From Bugzilla Helper:
User-Agent: Mozilla/5.0 (X11; U; Linux x86_64; en-US; rv:1.7.10) Gecko/20050909 Fedora/1.7.10-1.3.2

Description of problem:
We bought two machines with LSI MegaRaid SATA 300-8X controllers, 16 disks, 2 cards per machine. The MegaRaid cards on both machines show similar instability worth documenting here, because the Linux kernel code (megaraid_{mbox,mm} driver and/or ext3 and md-raid5 drivers) also malfunctions. Two identical machines show ing the same symptoms suggests that the fault is in the MegaRaid hardware or in the Linux drivers. We now switched to the Marvell MV88SX5081 based RocketRaid 1820A 8 port SATA cards with the proprietary hptmv.ko drivers and they work perfectly.

This is what I have:
1) SuperMicro H8DA8 dual opteron mobo, 2GB DDR400 mem, two Opteron-248 CPUs.
2) 2 LSI MegaRaid SATA cards on the PCIX-133 bus (in other slots they malfunction the same way)
3) 16 WDC WD4000YR 400 GB SATA disks
4) partitionned with a single full-disk partition (sda1, sdb1, etc)
4a) single disk performance (dd /dev/zero into /dev/sda1) is 50-60 Mbytes/sec
5) raid5 array across all 16 disks, 256k chunk
6) ext3 filesystem (mke2fs -b 4096 -j /dev/md5 1464825600) (mke2fs creates a 1.5TB filesystem unless I tell it all the numbers.
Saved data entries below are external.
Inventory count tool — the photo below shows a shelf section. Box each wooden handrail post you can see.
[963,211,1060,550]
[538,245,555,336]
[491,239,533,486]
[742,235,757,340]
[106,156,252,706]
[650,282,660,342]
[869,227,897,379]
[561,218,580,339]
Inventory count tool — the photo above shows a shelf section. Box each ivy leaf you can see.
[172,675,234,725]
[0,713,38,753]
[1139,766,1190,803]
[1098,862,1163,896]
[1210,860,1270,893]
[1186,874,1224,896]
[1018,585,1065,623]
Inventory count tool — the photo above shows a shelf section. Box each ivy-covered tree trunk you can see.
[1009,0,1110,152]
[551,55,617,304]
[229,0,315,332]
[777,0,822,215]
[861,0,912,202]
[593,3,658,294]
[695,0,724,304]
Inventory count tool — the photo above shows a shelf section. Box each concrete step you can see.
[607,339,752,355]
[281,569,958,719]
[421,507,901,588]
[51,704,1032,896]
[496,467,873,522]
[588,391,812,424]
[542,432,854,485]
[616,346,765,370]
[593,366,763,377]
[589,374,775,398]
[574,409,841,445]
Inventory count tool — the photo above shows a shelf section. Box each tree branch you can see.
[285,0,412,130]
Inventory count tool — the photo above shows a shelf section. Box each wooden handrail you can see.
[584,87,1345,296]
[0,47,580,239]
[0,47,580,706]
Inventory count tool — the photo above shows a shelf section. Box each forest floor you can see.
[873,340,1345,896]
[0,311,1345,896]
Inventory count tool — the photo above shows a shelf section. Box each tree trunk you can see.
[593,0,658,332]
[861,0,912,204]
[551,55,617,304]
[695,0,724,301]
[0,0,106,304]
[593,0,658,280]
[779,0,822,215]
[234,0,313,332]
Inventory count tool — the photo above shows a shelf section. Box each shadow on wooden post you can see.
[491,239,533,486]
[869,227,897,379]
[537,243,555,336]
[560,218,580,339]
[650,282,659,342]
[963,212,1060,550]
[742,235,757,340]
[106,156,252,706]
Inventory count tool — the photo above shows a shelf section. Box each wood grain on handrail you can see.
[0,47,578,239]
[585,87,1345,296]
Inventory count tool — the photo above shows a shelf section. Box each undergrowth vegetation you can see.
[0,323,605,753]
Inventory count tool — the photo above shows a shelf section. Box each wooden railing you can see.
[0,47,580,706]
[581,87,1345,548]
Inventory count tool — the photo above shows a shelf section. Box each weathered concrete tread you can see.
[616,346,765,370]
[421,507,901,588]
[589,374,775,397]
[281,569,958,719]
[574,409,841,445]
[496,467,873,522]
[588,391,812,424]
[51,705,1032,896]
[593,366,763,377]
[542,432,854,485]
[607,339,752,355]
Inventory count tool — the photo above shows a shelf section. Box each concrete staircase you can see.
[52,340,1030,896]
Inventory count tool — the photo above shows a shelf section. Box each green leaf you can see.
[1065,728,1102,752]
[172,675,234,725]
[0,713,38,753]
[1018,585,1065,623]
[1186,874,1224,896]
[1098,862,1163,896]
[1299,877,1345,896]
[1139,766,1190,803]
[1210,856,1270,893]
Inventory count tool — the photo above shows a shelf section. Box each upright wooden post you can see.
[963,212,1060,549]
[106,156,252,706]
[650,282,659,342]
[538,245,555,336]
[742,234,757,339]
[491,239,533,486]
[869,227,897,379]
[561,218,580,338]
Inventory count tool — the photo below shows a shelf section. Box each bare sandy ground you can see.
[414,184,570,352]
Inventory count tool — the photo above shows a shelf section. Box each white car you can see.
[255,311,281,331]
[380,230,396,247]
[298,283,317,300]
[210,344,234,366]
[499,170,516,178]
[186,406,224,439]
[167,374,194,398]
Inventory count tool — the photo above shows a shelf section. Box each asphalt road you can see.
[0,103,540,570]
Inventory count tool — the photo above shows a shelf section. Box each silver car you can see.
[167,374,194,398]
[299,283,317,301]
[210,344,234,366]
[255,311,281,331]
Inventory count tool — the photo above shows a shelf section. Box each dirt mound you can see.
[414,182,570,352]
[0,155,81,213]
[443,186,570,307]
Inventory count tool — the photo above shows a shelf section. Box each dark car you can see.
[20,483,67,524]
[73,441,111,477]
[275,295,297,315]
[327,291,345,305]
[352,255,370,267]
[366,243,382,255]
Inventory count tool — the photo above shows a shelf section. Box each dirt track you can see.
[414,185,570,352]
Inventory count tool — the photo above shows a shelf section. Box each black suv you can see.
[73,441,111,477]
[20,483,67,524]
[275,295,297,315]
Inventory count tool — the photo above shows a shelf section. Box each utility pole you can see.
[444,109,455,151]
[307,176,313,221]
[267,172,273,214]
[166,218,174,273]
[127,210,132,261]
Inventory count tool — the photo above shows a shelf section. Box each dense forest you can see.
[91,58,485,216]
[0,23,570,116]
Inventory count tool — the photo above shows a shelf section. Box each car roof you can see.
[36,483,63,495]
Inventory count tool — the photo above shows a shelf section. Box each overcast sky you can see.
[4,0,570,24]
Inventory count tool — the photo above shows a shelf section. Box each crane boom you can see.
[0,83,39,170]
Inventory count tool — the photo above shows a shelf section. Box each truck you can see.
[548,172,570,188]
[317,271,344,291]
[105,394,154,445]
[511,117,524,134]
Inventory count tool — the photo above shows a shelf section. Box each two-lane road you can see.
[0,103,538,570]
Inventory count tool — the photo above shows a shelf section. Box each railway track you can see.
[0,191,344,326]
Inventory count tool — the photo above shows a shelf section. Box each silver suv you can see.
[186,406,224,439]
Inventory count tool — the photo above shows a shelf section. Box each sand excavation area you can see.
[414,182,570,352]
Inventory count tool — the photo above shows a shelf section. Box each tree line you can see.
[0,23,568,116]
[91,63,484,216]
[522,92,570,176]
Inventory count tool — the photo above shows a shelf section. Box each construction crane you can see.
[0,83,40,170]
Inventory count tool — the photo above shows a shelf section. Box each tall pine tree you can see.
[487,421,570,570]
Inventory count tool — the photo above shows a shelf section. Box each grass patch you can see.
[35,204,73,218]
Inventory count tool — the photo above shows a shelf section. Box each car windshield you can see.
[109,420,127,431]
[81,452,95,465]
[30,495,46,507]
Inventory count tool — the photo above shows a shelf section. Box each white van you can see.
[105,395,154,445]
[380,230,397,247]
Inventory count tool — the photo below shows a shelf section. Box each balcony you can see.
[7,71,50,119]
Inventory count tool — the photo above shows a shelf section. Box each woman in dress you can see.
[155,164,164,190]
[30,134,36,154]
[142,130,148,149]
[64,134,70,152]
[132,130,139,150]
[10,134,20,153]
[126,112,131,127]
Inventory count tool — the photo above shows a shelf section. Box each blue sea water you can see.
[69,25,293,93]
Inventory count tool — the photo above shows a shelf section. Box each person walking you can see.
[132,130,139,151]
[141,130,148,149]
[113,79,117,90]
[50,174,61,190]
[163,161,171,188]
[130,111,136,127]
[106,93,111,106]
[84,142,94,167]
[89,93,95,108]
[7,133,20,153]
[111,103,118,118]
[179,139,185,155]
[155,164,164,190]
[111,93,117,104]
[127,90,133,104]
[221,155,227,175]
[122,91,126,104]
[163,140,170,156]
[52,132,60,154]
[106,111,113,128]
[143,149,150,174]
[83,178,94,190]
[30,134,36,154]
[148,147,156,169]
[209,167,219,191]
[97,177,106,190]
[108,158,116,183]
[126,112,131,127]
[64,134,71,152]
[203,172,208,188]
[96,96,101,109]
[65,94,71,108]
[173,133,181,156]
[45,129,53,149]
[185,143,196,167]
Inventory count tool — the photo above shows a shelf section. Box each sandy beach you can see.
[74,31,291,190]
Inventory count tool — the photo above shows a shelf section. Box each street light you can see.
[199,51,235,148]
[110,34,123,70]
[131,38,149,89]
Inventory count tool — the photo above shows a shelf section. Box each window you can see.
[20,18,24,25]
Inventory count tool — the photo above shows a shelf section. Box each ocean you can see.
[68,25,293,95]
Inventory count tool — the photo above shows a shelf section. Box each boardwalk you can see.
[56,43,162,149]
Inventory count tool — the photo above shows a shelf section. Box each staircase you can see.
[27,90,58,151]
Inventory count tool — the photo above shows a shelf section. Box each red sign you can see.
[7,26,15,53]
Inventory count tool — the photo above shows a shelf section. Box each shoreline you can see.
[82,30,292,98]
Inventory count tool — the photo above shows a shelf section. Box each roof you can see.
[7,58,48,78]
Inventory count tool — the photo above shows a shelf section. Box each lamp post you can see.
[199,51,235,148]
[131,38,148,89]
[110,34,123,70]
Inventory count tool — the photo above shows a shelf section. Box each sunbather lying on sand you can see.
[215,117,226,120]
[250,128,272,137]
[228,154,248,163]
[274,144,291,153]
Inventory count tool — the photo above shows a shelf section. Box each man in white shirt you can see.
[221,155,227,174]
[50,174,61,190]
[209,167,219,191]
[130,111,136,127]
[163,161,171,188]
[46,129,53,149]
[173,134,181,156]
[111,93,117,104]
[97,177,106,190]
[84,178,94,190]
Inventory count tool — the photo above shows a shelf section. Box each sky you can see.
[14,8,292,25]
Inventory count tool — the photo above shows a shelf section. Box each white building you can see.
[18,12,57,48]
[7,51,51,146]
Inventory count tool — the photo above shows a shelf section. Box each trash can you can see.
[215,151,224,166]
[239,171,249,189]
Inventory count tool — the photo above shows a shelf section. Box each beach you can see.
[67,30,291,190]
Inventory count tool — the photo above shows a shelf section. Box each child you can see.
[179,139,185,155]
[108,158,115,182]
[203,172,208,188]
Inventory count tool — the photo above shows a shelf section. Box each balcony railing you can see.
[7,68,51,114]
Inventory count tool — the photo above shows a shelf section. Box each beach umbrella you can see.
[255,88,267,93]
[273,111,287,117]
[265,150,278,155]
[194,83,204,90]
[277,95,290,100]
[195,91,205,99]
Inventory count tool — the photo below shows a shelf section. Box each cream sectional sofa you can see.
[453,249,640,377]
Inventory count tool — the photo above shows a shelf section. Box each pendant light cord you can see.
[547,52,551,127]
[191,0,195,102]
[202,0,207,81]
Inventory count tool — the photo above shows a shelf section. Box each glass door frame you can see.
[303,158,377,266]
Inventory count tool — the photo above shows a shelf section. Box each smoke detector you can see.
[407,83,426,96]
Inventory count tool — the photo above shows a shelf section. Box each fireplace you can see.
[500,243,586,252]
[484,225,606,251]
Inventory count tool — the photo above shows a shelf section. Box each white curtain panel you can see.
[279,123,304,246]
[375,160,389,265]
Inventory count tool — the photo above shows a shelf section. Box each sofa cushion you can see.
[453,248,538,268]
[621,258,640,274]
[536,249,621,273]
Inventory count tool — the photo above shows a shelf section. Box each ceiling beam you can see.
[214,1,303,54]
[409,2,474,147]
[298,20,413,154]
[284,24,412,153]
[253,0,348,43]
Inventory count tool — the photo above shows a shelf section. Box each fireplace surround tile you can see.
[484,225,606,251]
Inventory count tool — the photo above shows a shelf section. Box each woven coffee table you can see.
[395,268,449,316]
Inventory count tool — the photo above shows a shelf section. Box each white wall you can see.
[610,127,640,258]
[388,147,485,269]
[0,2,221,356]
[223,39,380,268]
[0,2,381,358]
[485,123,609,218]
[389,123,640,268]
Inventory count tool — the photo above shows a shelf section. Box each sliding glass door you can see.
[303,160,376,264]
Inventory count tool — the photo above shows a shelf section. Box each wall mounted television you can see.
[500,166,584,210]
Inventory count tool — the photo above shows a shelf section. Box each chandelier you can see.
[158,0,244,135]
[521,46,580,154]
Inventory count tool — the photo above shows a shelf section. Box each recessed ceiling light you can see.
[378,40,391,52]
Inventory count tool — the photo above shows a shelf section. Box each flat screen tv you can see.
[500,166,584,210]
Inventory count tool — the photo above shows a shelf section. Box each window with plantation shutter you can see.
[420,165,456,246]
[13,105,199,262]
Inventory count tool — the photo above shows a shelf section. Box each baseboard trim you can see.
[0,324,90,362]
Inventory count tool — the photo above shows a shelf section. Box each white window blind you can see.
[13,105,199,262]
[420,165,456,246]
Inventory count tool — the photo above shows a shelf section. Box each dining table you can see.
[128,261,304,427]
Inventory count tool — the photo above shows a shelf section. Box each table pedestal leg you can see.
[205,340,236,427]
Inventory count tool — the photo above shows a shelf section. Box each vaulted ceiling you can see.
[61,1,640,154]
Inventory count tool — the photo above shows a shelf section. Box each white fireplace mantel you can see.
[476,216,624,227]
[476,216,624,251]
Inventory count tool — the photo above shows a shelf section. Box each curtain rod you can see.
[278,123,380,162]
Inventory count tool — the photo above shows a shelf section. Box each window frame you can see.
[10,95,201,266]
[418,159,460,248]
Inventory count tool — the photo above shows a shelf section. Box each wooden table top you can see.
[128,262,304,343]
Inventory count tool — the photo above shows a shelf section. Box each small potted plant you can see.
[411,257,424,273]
Why?)
7) [root@amanda ~]# df -k
Filesystem           1K-blocks      Used Available Use% Mounted on
/dev/md0              20158268   8600608  10533664  45% /
/dev/md5             5767362144 4830478824 815716892  86% /home1
none                   1028144         0   1028144   0% /dev/shm
8) run dd if=/dev/zero of=/home1/xxx bs=100k
9) in separate shells, run "vmstat 1", "iostat -x 1", "top",
   observe dd is writing data at 100-200 Mbytes/sec. All disks about equally
   busy.
10) after a while, disk use reported by iostat shows all disks go idle,
    except, say, sda, (sometimes another disk, at random), which goes 100% busy. This continues for a few minutes, then this:
    - all disks go about idle;
    - "dd" is reported at 100% system CPU usage,
    - strace of dd shows that it is making progress writing to disk,
      by the "write()" system calls take a very long time.
    - the output file grows at about 10-100 Kbytes/sec (should be 100-200 Mbytes/sec).
11) kill "dd", (it does normally), wait 5-10 minutes for cached data to flush to disk, restart "dd"
    and again everything works normally, disks are busy, data is flowing.
    until the problem repeats, maybe after 30 or so minutes.
12) same thing happens if I copy data from another machine using "rsync" ("rsync" goes to 100% system cpu usage) or NFS (one nfsd goes to 100% cpu usage).
13) if this problem does not happen, then overnight I always see at least one I/O error on one of the disks (any disk) and that disk drops out from the raid array.
14) if *that* does not happen, then overnight all 8 disks on one LSI card disappear (read: the firmware on the LSI card crashed) and the disks are unaccessible until the machine is power cycled (reboot and reset are not good enough.

K.O.


Version-Release number of selected component (if applicable):
2.6.9-22.0.1.ELsmp

How reproducible:
Always

Steps to Reproduce:
1. blah...
2.
3.
  

Additional info:

Comment 1 Tom Weeks 2006-04-26 20:45:34 UTC

Have you tried this on a non-RAID (PATA/SATA/SCSI) drive?

Tweeks

Comment 2 Jiri Pallich 2012-06-20 16:03:11 UTC

Thank you for submitting this issue for consideration in Red Hat Enterprise Linux. The release for which you requested us to review is now End of Life. 
Please See https://access.redhat.com/support/policy/updates/errata/

If you would like Red Hat to re-consider your feature request for an active release, please re-open the request via appropriate support channels and provide additional supporting details about the importance of this issue.